Quantitative Discourse Cohesion Analysis of Scientific Scholarly Texts using Multilayer Networks
This work addresses the need for automated writing quality assessment in scientific texts, offering a tool for authors to enhance manuscript coherence, though it is incremental as it builds on existing cohesion analysis methods.
The study tackled the problem of analyzing discourse cohesion in scientific scholarly texts by developing a multilayer network representation and metrics to quantify writing quality, resulting in proposed metrics that correlate with existing cohesion indices and a framework (CHIAA) that provides authors with precise prescriptions for improving cohesion.

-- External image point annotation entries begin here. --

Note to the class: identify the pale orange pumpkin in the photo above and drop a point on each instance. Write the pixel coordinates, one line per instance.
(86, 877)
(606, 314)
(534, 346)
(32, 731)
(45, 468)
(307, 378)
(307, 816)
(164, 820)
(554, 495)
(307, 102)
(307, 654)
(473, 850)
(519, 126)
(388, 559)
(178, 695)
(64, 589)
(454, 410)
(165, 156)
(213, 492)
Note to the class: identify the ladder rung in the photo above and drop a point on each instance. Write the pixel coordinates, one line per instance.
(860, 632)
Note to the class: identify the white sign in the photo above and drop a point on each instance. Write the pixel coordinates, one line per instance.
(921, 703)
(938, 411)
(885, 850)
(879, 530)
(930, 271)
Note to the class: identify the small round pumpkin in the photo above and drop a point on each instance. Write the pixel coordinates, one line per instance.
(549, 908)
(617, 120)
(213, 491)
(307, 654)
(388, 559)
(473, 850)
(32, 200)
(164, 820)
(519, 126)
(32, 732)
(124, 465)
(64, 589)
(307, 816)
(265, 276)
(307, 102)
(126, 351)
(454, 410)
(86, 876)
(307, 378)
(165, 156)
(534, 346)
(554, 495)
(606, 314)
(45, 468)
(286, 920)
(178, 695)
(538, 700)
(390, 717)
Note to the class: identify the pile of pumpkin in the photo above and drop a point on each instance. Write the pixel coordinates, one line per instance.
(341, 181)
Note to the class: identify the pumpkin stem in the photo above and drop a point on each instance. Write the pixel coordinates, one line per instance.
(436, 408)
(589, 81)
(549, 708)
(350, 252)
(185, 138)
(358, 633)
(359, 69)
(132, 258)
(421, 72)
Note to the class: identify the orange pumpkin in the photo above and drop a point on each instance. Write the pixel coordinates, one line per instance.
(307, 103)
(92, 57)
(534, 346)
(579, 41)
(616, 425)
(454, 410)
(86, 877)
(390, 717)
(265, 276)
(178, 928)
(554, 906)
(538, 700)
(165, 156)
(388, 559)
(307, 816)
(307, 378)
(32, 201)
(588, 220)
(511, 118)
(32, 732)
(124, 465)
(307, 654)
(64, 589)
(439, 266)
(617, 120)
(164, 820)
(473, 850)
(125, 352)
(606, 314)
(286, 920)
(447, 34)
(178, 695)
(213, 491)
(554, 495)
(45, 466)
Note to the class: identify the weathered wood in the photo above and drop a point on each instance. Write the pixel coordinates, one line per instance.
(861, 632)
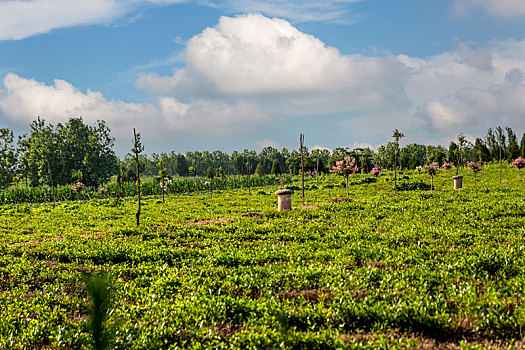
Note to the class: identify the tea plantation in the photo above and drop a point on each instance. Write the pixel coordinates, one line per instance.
(416, 269)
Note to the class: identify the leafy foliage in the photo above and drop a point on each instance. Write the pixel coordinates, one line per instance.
(415, 270)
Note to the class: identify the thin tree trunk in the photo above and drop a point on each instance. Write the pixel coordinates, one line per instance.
(51, 181)
(301, 141)
(137, 216)
(500, 164)
(395, 171)
(317, 172)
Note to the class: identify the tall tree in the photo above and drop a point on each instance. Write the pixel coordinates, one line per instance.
(462, 141)
(492, 144)
(500, 137)
(522, 146)
(513, 149)
(301, 143)
(136, 150)
(7, 157)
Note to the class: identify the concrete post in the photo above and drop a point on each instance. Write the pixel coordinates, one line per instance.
(284, 201)
(458, 182)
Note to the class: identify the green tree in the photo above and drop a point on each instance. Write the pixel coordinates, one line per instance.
(500, 137)
(7, 157)
(136, 150)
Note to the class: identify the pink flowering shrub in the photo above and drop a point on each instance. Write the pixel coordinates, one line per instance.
(345, 168)
(209, 186)
(78, 187)
(311, 173)
(519, 163)
(281, 180)
(474, 167)
(376, 171)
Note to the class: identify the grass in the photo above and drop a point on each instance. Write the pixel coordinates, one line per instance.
(416, 269)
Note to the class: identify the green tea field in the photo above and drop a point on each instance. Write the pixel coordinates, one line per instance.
(438, 269)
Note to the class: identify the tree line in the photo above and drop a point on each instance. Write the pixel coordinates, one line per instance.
(73, 152)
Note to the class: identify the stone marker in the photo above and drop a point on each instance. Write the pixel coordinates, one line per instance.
(284, 199)
(458, 181)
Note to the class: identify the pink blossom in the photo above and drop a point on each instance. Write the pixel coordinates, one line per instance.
(376, 171)
(446, 166)
(519, 163)
(474, 166)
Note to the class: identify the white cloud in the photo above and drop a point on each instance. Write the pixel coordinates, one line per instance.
(22, 100)
(21, 19)
(334, 11)
(494, 8)
(268, 143)
(252, 56)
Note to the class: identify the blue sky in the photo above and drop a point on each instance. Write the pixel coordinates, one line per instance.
(196, 75)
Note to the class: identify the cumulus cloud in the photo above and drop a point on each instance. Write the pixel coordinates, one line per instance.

Discourse cohesion facilitates text comprehension and helps the reader form a coherent narrative. In this study, we aim to computationally analyze the discourse cohesion in scientific scholarly texts using multilayer network representation and quantify the writing quality of the document. Exploiting the hierarchical structure of scientific scholarly texts, we design section-level and document-level metrics to assess the extent of lexical cohesion in text. We use a publicly available dataset along with a curated set of contrasting examples to validate the proposed metrics by comparing them against select indices computed using existing cohesion analysis tools. We observe that the proposed metrics correlate as expected with the existing cohesion indices. We also present an analytical framework, CHIAA (CHeck It Again, Author), to provide pointers to the author for potential improvements in the manuscript with the help of the section-level and document-level metrics. The proposed CHIAA framework furnishes a clear and precise prescription to the author for improving writing by localizing regions in text with cohesion gaps. We demonstrate the efficacy of CHIAA framework using succinct examples from cohesion-deficient text excerpts in the experimental dataset.